THE TWO MOST ADVANCED BIOPHYTIS PROGRAMMES TARGET THE TREATMENT OF TWO AGE-RELATED PATHOLOGIES THAT ARE PARTICULARLY DISABLING, IN INDICATIONS WITH NO DRUG-BASED SOLUTION TODAY : SARCOPENIA (MUSCLE DEGENERATION) AND ARMD (AGE-RELATED MACULAR DEGENERATION).
The development strategy chosen by BIOPHYTIS is particularly original. It resides in the fact that each of its two research programmes forms a complete “technological package” consisting of:
- a first generation candidate (Series 01: SARCONEOS and MACUNEOS) based on the development of the natural active substance extracted from the medicinal plant as the active ingredient;
- a second generation candidate (Series 03) based on the development of a proprietary analogue derived from production of the compound by chemical hemisynthesis.
- a well explored and described mechanism of action and pathway.
- a characterisation of the effects in a number of secondary indications.
The Series 01 : SARCONEOS and MACUNEOS is derived from a phenotype screening process on cellular and animal models of the pathology. Their origin also enables the clinical development of the identified candidates. Because of their dietary exposure in man these substances have very low levels of toxicity. The discovery of their effects on the aging process has enabled their use in treating targeted pathologies to be patented. BIOPHYTIS has thus developed SARCONEOS for treating sarcopenia and MACUNEOS for ARMD.

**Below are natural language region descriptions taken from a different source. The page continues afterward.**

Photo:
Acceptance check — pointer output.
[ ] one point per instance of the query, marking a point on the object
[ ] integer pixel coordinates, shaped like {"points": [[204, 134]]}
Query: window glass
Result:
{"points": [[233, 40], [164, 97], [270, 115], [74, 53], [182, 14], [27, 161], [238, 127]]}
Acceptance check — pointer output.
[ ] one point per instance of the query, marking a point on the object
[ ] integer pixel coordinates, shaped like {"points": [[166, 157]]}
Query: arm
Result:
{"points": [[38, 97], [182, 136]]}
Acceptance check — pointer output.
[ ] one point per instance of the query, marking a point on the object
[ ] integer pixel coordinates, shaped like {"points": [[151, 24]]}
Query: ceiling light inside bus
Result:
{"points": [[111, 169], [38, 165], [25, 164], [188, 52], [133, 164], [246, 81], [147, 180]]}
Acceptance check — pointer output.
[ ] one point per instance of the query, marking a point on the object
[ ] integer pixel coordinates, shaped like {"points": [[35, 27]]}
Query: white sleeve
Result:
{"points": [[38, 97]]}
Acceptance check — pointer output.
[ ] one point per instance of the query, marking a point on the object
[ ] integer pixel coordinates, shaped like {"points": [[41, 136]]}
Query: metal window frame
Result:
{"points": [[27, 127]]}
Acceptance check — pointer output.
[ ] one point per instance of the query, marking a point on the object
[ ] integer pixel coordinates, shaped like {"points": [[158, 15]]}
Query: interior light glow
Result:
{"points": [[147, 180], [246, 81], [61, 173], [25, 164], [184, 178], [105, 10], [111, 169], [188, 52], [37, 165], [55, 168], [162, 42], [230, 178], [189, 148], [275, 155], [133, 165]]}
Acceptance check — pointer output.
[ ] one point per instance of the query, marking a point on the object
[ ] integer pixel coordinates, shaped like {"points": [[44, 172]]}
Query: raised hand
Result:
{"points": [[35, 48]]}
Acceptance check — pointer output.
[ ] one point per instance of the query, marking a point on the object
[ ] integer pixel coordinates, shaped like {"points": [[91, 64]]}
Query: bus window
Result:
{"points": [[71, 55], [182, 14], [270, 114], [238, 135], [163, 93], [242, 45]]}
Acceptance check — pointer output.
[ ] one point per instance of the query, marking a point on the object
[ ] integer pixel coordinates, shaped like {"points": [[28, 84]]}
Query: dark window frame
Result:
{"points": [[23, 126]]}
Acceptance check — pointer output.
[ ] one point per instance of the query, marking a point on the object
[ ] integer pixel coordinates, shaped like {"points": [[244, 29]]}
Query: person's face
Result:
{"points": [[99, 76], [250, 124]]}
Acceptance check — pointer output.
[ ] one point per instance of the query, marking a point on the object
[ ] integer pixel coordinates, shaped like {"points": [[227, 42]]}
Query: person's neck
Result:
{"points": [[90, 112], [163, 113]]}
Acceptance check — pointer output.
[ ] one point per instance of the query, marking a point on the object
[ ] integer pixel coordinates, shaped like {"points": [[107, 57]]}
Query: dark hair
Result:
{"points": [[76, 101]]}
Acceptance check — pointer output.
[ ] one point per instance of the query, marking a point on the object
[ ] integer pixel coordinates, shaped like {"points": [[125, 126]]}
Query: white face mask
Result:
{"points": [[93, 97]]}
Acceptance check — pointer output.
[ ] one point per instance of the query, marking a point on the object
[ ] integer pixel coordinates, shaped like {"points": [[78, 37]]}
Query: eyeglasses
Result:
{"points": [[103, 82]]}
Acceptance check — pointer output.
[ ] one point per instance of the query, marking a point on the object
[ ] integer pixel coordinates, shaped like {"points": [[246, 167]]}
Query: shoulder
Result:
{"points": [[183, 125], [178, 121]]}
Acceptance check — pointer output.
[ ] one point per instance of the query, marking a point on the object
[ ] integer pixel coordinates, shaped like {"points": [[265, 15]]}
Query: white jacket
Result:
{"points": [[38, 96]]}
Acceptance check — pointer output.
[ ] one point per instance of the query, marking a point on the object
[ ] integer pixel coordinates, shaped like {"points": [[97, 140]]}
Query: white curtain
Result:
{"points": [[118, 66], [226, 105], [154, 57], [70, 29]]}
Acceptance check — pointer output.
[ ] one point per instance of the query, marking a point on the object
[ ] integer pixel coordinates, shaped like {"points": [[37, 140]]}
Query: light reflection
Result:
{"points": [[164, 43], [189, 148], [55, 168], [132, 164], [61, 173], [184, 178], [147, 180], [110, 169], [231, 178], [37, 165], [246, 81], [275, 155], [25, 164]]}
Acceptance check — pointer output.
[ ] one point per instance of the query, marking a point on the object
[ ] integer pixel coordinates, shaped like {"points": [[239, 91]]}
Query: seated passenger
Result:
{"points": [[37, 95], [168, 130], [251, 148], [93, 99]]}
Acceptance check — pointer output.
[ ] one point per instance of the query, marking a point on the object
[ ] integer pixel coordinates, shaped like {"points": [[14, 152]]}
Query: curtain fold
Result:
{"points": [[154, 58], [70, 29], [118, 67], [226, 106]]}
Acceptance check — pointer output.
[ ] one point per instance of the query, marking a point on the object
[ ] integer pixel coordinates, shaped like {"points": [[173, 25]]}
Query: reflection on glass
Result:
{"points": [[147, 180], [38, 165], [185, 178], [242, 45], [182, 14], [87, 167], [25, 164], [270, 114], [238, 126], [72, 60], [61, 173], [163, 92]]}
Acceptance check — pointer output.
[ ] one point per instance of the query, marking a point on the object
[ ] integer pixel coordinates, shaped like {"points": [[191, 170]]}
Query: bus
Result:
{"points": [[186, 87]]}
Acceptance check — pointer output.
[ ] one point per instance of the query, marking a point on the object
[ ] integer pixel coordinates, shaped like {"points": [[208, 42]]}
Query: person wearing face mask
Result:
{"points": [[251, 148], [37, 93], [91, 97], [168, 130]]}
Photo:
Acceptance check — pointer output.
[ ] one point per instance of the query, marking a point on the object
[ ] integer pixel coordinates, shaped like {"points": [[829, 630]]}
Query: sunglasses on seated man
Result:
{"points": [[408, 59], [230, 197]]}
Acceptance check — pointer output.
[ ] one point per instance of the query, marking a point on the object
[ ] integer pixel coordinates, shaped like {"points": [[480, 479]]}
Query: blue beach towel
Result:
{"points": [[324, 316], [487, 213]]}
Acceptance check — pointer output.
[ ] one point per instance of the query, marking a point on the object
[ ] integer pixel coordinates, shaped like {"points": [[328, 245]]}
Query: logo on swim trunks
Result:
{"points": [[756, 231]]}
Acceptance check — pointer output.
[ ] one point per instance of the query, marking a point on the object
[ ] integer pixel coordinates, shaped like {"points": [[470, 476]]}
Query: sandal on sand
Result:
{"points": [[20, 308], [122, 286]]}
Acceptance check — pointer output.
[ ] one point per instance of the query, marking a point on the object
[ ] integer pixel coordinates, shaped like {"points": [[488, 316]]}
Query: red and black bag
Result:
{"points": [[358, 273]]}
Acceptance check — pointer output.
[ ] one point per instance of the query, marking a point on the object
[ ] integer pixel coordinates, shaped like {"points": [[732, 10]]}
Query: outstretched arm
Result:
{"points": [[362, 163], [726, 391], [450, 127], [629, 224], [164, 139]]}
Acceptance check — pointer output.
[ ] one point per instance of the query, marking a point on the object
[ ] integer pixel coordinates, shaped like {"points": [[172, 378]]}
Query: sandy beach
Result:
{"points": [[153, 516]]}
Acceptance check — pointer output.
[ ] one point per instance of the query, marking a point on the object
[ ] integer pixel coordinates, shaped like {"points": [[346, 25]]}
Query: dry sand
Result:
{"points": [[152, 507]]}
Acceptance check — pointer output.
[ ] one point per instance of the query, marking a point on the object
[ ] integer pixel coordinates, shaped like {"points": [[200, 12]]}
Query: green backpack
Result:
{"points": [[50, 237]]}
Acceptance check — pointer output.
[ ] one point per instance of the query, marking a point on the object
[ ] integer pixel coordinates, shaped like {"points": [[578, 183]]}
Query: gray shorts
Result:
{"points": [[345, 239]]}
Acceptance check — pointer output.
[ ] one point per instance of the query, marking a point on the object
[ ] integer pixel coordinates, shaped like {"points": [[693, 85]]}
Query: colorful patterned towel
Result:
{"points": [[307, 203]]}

As for the Series 03, it has been developed through detailed understanding of the mechanisms of action of the first generation products, in particular of the candidates’ molecular targets. This involves analogue compounds of the natural substances synthesised by medicinal chemistry and selected from previously calibrated cellular models. Their chemical synthesis, which has been patented by BIOPHYTIS, also enables some of their pharmacological properties to be enhanced, in particular their bioavailability. BIOPHYTIS has thus developed BIO103 for the treatment of sarcopenia and BIO203 for the treatment of ARMD.